If you want to have a common network, you need to create an overlay network that spans across the different docker daemons.

But in order to be able to make it, you need to change the way that the docker daemons are being started. You need a system to coordinate the network, and it can be the same consul that we are using.

So you have to append the next flags to the command line that starts docker:

 --cluster-advertise eth1:2376 --cluster-store consul://10.100.0.1:8500

You can add the parameters to the docker configuration file /etc/default/docker. In the case of the internal nodes, the result will be the next (according to our previous modifications):

DOCKER_OPTS="-H tcp://0.0.0.0:2375 -H unix:///var/run/docker.sock --cluster-advertise eth1:2376 --cluster-store consul://10.100.0.1:8500"

As stated before, docker version 1.11 has a bug and does not properly use that file. In the meanwhile you can modify the file /lib/systemd/system/docker.service and set new commandline to launch the docker daemon.

ExecStart=/usr/bin/docker daemon -H tcp://0.0.0.0:2375 -H unix:///var/run/docker.sock --cluster-advertise eth1:2376 --cluster-store consul://10.100.0.1:8500

(*) We are using eth1 because it is the device in which our internal IP address is. You should use the device to which the 10.100.0.x address is assigned.

Now you must restart the docker daemons of ALL the nodes in the swarm.

Once they have been restarted, you can create a new network for the swarm:

$ docker -H 10.100.0.1:4000 network create swarm-network

And then you can use it for the creation of the containers:

$ docker -H 10.100.0.1:4000 run -it --net=swarm-network ubuntu:latest bash

Now the IPs will be given in a coordinated way, and the containers will have several IPs (the IP in the swarm and its IP in the local docker server).

Some more words on this

This post is made in May/2016. Both docker and swarm are evolving and maybe this post is outdated soon.

Some things that bother me on this installation…

  • While using the overlay network, if you expose one port using the flag -p, the port is exposed in the IP from the internal docker host.

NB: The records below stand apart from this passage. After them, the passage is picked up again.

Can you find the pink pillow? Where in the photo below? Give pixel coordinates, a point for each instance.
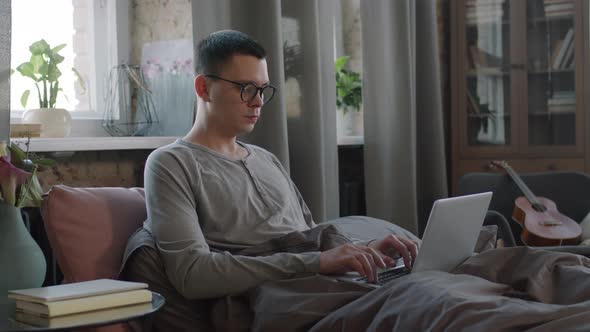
(88, 228)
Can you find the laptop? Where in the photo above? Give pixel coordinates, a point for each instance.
(449, 238)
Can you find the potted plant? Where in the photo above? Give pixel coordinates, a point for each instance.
(21, 260)
(43, 69)
(348, 99)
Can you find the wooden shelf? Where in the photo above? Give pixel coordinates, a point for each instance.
(552, 71)
(537, 20)
(487, 71)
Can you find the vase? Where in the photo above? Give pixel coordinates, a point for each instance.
(22, 263)
(55, 122)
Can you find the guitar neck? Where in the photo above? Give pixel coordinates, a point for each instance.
(522, 186)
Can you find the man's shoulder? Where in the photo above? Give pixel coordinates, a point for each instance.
(260, 151)
(172, 151)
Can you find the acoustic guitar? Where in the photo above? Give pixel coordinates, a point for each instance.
(542, 224)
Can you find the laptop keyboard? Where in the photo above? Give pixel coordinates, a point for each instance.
(387, 275)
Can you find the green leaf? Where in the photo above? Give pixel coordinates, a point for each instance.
(45, 162)
(37, 60)
(24, 98)
(58, 48)
(340, 62)
(39, 47)
(56, 58)
(27, 69)
(44, 69)
(53, 74)
(53, 94)
(17, 155)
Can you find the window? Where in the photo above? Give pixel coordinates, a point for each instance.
(96, 35)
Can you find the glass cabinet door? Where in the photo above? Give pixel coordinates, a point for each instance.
(487, 72)
(551, 79)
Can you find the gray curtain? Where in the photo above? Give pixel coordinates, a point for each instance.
(299, 125)
(404, 141)
(5, 30)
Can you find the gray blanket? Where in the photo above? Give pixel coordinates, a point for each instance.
(511, 289)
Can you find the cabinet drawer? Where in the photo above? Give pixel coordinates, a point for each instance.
(523, 165)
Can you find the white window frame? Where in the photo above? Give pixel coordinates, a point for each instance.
(109, 31)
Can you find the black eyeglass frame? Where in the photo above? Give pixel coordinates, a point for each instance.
(259, 90)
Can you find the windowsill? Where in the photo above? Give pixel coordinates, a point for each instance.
(351, 140)
(94, 143)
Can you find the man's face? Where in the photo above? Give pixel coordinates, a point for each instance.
(227, 109)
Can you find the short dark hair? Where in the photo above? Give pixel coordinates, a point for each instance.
(215, 50)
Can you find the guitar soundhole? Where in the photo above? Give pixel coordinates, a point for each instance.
(551, 223)
(539, 207)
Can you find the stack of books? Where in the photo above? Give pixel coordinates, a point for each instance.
(563, 52)
(558, 8)
(484, 11)
(562, 102)
(46, 303)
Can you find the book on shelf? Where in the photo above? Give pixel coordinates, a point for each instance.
(555, 51)
(568, 42)
(561, 101)
(562, 109)
(569, 55)
(79, 297)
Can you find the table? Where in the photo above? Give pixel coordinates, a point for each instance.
(8, 323)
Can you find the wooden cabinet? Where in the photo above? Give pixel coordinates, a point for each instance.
(518, 70)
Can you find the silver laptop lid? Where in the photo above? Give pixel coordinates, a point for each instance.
(451, 232)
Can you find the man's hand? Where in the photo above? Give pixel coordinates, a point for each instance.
(349, 257)
(391, 245)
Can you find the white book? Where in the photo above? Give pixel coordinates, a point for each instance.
(84, 304)
(74, 290)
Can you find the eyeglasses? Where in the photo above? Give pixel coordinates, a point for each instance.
(248, 91)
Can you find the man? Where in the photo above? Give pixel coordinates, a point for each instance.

I think that you should be able to express in which IP you want to expose the port or use the IP from the main server.
    • I solve this issue by using a development made by me IPFloater: Once I create the container, I get the internal IP in which the port is exposed and I create a redirection in IPFloater, to be able to access the container through a specific IP.
  • Consul fails A LOT. If I leave the swarm running for hours (i.e. 8 hours) consul will probably fail. If I run a command like this: “docker run –rm=true swarm list consul://10.100.0.1:8500”, it states that it has a fail. Then I have to delete the container and create a new one.